Diese Fische werden über Bord geschmissen, weil sie nicht den selben wirtschaftlichen Wert haben, wie die in den Mastfarmen gezogenen Fische. Weil Thunfische um höchste Preise zu erzielen im Idealfall eben nicht ersticken und ausgeblutet werden müssen. Ein bekanntes Problem. Eine verbotene, aber gängige Praxis. Eine irrsinnige Verschwendung unserer Ressourcen für die Profitgier einiger europäischer Thunfischfürsten. 

Diese Fische werden nicht auf die Quote angerechnet obwohl dies vorgeschrieben ist. Schätzungen zu Folge handelt es sich bei den dadurch von den Purse Seinern von vorneherein mehr gefangenen, weil als Abfall eingeplanten Thunfischen, um 10-20% deren Quote. Nach Berechnungen von Jürgen Oeder, auf die ich mich hier berufe, weil er das eigentlich immer sehr gut recherchiert, liegen in den Fanggebieten also 1.500.000 kg Thunfischleichen die dort jedes Jahr versenkt werden. Und mit der jetzt steigenden Quote werden das immer mehr! 

Diese irrsinnige Verschwendung von Ressourcen, wohlbemerkt von einer als stark gefährdet eingestuften Art, zur Bedienung eines asiatischen Markts und dem Profit einiger weniger großer Firmen in der EU, muss aufhören. Die ICCAT versagt in ihrer Funktion komplett, ist korrupt und steuert zusammen mit den Thunfischfürsten auf den Untergang dieser majestätischen Fische zu. In Anbetracht dieser Tatsache finde ich, und einige gleichgesinnte ebenfalls, es als nicht hinnehmbar, Bilder wie die nachfolgend verlinkten zu sehen. 

Wir fragen uns: Was kann man tun gegen diese irrsinnige Praxis?

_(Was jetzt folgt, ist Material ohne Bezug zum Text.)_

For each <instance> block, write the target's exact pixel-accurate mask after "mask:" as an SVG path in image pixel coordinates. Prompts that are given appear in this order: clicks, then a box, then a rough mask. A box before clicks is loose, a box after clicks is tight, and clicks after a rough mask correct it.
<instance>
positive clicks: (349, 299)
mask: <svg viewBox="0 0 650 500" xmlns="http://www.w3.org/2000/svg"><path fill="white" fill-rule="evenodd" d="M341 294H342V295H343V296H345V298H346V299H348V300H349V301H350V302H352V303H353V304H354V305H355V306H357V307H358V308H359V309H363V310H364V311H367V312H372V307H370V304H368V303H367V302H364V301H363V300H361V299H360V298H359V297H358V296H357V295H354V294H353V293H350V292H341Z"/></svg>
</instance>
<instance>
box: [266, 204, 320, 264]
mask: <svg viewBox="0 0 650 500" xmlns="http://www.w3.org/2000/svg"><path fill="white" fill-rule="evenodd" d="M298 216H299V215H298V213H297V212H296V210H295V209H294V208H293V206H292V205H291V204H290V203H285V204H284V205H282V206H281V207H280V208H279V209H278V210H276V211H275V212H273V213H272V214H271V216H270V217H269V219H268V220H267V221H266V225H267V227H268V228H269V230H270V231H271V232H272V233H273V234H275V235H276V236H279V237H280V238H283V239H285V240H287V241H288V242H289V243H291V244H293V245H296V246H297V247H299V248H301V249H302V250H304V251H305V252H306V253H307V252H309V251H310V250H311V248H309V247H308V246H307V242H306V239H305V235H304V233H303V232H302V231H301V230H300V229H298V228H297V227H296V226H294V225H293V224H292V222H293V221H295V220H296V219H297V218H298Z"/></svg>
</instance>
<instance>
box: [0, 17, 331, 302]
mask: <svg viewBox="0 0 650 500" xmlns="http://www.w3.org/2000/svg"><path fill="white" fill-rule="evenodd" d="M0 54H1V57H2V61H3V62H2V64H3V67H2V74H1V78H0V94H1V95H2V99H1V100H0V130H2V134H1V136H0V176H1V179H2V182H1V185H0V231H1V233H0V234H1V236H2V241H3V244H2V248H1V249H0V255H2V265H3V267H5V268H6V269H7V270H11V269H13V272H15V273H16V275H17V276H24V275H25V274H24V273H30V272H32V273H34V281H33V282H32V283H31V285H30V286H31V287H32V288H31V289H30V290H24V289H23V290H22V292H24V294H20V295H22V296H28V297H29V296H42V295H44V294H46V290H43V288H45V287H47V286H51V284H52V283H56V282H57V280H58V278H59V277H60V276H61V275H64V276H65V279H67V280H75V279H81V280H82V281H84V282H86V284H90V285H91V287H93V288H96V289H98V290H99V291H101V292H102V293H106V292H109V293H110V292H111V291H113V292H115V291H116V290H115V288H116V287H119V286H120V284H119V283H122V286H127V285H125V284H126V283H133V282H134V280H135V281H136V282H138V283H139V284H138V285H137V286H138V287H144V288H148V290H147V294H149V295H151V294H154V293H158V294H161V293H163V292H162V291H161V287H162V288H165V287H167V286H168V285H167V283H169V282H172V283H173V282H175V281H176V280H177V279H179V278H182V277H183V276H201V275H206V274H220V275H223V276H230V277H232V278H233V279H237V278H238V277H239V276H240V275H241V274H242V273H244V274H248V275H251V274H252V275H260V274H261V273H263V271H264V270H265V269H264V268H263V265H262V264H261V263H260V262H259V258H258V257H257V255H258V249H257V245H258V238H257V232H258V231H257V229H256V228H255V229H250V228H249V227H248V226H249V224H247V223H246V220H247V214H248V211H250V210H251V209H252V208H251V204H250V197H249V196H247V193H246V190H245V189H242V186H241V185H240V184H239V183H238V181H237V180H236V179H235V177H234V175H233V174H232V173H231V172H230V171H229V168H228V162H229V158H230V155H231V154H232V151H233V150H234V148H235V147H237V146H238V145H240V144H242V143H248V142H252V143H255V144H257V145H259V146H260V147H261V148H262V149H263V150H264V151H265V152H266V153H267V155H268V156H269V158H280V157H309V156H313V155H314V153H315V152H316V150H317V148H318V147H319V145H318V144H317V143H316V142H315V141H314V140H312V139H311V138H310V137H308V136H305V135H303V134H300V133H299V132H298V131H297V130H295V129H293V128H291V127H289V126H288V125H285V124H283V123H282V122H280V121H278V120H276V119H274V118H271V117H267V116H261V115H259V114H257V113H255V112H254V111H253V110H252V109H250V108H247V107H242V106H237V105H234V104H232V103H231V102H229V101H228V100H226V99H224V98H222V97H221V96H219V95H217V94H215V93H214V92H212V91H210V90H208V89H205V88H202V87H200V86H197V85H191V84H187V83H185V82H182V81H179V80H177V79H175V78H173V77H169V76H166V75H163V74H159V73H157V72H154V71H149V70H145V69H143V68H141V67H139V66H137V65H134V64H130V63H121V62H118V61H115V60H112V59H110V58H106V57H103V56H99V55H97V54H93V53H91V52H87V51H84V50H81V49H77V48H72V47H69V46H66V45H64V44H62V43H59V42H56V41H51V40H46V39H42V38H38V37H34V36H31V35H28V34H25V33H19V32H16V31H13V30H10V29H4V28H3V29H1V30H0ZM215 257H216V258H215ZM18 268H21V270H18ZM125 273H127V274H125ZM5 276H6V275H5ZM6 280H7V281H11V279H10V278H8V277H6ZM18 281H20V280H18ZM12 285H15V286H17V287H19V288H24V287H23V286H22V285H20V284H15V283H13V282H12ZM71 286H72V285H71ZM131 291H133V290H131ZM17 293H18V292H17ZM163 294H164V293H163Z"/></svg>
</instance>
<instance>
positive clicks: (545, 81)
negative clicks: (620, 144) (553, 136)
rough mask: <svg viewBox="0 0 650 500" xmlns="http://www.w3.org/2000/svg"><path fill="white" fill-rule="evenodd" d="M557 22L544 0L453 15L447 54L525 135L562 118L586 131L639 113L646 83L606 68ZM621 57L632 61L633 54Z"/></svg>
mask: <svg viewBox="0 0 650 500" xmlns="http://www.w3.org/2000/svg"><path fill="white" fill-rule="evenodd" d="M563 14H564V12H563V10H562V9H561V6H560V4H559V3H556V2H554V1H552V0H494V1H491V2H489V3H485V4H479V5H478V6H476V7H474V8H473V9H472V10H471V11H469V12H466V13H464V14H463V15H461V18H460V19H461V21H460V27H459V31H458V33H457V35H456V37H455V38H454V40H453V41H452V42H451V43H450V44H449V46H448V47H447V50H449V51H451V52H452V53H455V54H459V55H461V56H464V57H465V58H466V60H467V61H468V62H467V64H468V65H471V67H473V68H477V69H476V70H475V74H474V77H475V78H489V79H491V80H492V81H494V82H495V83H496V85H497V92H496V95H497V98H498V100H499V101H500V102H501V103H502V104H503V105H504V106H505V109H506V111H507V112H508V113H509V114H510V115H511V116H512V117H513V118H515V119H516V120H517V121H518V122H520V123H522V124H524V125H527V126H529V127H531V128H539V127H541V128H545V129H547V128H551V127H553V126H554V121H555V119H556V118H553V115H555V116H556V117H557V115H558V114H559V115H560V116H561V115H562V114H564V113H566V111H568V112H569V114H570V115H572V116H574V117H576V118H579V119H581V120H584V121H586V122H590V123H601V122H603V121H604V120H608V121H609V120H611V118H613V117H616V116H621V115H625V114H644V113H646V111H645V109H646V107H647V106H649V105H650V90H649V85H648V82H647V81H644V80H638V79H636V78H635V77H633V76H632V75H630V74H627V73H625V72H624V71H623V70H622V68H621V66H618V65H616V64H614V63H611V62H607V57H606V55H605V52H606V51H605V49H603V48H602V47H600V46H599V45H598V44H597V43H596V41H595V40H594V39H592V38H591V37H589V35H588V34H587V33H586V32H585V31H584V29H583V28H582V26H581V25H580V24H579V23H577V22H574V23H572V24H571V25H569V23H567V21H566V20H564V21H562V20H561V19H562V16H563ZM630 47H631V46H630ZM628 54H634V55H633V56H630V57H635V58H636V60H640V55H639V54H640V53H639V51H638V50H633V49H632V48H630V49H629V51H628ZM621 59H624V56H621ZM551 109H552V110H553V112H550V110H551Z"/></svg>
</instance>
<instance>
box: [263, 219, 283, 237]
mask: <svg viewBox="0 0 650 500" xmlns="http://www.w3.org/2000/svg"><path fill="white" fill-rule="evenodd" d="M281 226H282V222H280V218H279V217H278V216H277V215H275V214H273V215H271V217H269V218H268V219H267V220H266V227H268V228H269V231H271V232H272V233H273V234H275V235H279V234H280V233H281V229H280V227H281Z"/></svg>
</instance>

Was können wir als kleiner Mensch gegen diese geldgetriebene Maschinerie ausrichten? Ich denke wir können vor allem informieren. Wir können uns empören. Wir können Leute anschreiben. Aufklären. Zeigen, dass wir das nicht hinnehmen wollen. 

Das ist in dem Sinne auch die Motivation, warum ich euch das hier geschrieben habe. Schaut euch die Bilder an, sagt etwas dazu. Erzählt es weiter. 

Wir bombardieren zu erst einmal unseren Stellvertretenden Vorsitzenden des EU Fischereiausschusses, Werner Kuhn. Ein anderer hat schonmal ein paar Medien angeschrieben. Jede Stimme die sich erhebt, kann einen Teil dazu beitragen, dass dieser Irrsinn ein Ende hat. 

Ein Video zur Thematik findet Ihr hier:
https://www.youtube.com/watch?v=Wv3ptKARbXc&feature=youtu.be










Bilder mit freundlicher Genehmigung von José Francisco Martín Quiquet

Mehr Bilder findet ihr unter anderem hier: https://nuevamiradaalmar.blogspot.com/2016/02/descartes-de-atun-rojo-del-mediterraneo.html 

Ich würde mich freuen, wenn sich der ein oder andere unserer Sache anschließen würde. Gerne können wir hier auch diskutieren bzw ich weitere Informationen einstellen. 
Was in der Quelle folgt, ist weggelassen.